Sunday, July 4, 2010

Sleep Apnea Forum


Sleep Apnea Forum
If you haven't heard, Medicare and private insurers are putting the screws to the Durable Medical Equipment companies (DMEs) that provide our CPAP supplies in an effort to cut costs, much to the chagrin of the DME providers. One aspect of the cost-cutting is to deny reimbursement to DMEs and other providers that cannot show that their patients are complying with CPAP treatment.
My thinking is this: for too long, DMEs could get away with giving out to patients the most basic, least effective and "dumbest" machines out there. These are the machines that cost the DMEs the least (and result in the greatest profit margin), but which also reduce the likelihood of us getting well with Sleep Apnea. As we know, data-capable machines provide this feedback so that we are not "flying blind," but rather can tweak our therapy if something is not working, and quantify the results of the tweak.
My guess is after a little while with this regime in place, we'll see a big move forward in patient compliance rates, and in innovative technology designed to improve compliance. The author, Michael Goldman, is the founder of  http://www.SleepGuide.com,  an active Sleep Apnea forum whose members include Sleep Apnea patients as well as the doctors, respiratory therapists, sleep lab technicians, dentists and others who care for them.
Sleep Apnea and Depression
 If you can't tell the difference between sleep apnea and depression, you're in good company: unfortunately, primary care physicians, psychiatrists, psychologists and patients often confuse sleep apnea and depression. Loss of energy, loss of interest in once enjoyable things, difficulty concentrating and fatigue are common symptoms of depression.

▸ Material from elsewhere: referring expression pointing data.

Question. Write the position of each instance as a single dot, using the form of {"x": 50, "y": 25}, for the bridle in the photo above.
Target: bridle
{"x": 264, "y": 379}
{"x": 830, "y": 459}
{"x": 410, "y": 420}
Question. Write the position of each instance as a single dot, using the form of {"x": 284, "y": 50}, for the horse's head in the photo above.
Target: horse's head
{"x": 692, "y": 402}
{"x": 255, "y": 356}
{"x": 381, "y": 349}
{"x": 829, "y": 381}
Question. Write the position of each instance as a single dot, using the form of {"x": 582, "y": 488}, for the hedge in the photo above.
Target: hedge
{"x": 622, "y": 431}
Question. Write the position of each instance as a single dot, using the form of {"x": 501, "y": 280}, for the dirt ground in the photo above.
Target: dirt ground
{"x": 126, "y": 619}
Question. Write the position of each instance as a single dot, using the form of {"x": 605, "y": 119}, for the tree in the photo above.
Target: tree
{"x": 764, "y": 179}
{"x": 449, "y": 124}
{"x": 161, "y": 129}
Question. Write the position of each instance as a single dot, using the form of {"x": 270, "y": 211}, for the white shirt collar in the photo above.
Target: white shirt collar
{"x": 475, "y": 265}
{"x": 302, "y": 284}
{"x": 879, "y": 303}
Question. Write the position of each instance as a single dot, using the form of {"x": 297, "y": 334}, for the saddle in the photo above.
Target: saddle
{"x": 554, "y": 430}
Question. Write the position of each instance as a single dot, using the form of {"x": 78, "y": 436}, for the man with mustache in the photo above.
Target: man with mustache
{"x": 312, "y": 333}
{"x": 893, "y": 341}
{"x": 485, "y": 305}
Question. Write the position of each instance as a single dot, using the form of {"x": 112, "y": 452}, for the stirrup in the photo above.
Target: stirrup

An article published in the September 2005 issue of the journal Chest concluded that many patients with depression symptoms improved markedly when treated with CPAP. Pharmaceutical companies spend tens of millions of dollars in advertising each year to convince psychiatrists and the general public that antidepressants are the way to treat depression.
What about when antidepressants don't work?  More  antidepressants! The pharmaceuticals have created a new category of antidepressants which they call "Add-On" antidepressants because, in the words of one anti-depressant maker, "approximately two-thirds of those diagnosed with depression do not achieve adequate symptom relief after taking an antidepressant alone."